Hi, ich habe von einem Kumpel ein Netzteil (Enermax Liberty 500W) bekommen, was scheinbar kaputt war.
Jetzt habe ich testweise eine neue Sicherung eingebaut, um zu überprüfen ob es noch geht.
Habe es mit einer 1,25A Sicherung getestet. Es funktioniert noch, scheinbar nur Sicherung durch. 

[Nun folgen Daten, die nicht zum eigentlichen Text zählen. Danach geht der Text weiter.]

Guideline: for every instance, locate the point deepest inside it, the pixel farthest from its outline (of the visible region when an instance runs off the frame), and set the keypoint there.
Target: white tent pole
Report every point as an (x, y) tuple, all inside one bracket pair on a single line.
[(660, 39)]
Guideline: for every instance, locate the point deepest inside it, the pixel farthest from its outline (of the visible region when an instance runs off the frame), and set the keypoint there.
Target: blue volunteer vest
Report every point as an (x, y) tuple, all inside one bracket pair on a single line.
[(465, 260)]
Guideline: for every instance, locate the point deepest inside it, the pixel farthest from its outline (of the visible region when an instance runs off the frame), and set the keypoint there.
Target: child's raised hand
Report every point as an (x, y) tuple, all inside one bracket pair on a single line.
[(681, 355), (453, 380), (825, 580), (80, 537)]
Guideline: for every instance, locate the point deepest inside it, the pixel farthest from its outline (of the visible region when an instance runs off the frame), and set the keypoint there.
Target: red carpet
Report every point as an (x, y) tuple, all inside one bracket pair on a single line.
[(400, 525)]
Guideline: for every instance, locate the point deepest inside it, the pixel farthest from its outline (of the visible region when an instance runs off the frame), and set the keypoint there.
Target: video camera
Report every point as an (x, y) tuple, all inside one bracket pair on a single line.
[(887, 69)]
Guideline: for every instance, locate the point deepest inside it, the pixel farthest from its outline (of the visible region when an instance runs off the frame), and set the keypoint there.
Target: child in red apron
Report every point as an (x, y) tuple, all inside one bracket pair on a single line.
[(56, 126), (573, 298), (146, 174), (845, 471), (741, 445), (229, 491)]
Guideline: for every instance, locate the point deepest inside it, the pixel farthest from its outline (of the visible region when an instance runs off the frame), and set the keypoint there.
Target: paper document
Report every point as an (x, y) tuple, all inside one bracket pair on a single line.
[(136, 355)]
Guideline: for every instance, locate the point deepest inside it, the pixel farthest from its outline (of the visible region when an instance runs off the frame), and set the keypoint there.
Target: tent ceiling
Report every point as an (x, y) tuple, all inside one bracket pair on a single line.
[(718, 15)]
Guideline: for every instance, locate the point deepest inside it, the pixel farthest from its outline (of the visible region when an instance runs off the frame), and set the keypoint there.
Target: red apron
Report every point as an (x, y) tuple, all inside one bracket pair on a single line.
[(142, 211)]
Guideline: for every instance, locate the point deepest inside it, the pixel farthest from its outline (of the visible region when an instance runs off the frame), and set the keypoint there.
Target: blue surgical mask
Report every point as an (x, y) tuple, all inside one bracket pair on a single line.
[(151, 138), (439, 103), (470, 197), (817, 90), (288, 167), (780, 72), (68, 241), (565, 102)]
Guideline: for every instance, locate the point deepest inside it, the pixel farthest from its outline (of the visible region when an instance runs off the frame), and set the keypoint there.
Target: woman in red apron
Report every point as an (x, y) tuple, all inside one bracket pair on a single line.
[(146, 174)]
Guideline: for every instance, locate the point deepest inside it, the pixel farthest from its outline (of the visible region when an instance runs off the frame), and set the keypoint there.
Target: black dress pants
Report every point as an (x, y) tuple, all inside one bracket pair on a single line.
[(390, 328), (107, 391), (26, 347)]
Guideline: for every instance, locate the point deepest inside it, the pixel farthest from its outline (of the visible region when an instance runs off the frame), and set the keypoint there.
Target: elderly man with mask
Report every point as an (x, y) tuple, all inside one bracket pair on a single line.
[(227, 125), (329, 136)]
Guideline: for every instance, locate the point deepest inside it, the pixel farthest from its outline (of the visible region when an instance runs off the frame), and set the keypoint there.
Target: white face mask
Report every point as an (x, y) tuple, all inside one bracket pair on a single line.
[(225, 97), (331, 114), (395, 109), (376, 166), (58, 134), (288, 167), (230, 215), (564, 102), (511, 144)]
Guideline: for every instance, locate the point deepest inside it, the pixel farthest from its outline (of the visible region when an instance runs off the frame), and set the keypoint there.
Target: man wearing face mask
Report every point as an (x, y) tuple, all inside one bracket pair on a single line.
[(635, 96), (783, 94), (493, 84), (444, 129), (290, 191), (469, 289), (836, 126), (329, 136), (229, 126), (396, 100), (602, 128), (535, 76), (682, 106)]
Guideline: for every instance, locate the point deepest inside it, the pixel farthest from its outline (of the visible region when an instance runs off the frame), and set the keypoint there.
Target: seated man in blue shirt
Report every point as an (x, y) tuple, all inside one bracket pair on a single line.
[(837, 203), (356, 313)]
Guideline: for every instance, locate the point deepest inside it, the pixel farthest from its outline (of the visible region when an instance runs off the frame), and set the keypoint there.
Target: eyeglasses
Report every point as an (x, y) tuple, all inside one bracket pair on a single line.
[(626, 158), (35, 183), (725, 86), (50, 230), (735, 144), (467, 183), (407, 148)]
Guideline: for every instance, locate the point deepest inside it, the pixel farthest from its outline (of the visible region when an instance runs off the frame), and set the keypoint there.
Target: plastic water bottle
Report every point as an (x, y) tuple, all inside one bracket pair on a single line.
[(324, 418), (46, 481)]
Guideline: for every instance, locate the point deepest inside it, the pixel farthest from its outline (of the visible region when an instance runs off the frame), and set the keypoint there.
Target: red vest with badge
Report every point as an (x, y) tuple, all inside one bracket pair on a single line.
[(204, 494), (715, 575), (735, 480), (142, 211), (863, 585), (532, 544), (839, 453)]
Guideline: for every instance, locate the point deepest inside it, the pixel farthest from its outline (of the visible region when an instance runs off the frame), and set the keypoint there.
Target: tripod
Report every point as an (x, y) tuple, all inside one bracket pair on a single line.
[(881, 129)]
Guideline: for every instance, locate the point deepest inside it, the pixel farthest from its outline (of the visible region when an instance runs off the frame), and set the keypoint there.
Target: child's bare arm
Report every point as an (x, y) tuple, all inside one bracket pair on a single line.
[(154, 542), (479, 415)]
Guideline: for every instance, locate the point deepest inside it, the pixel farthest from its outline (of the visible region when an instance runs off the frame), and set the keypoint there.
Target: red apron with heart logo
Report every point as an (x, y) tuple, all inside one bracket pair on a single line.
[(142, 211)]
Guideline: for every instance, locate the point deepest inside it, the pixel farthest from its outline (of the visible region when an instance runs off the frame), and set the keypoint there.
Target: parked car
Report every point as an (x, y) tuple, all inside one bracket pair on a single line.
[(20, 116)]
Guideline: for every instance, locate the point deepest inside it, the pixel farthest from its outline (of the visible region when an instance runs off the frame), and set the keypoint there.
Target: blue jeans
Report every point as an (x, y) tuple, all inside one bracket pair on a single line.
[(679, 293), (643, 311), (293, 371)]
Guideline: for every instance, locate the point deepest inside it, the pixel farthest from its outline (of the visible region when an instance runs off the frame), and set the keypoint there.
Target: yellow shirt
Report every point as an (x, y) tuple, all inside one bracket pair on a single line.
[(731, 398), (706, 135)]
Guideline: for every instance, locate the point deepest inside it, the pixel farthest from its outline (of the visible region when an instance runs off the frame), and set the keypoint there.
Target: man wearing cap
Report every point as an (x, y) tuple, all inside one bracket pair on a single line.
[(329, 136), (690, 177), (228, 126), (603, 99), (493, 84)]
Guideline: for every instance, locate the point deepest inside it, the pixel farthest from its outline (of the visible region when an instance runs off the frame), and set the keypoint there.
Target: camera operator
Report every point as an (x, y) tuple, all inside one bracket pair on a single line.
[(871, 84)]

Aber 1,25A ist ja zu wenig, welche kommt da genau rein? Da gibt es ja auch noch scheinbar flinke und träge Sicherungen 
Wie sieht das mit der Leistung aus, reicht 2A?
2A x 250V = 500Watt
oder mehr nehmen?

Bevor Fragen kommen.... die originale Sicherung habe ich nicht mehr.


----------



## Heng (11. September 2011)

Keiner Ahnung davon?


----------



## SPIRITus-96 (13. September 2011)

Die primärseitige Absicherung in den PC-NTs liegt meist 6-10A. 2A-Sicherung ist eigentlich zu klein. Solange sie nicht dauernd durchbrennt, lass sie drin. Es ist besser eine unterdimensionierte Sicherung zu verwenden als eine überdimensionierte. Welche genau darein gehört kann ich dir nicht sagen. Was auch sehr ungewöhnlich ist, dass nur die Sicherung defekt war - normalerweise ist es so, dass die Sicherung kaputt geht, weil vorher andere Bauteile kaputt gegangen sind.

In den NTs sind oft träge Sicherungen eingebaut und wenn du eine unterdimensionierte verwendest, kannst du natürlich bedenkenlos zu einer trägen greifen.

Sei vorsichtig, denn wie schon gesagt, es ist nicht normal, dass nur die Sicherung kaputt geht. Es wäre besser - du findest heraus warum die Sicherung kaputt war, bevor du das NT benutzst.


----------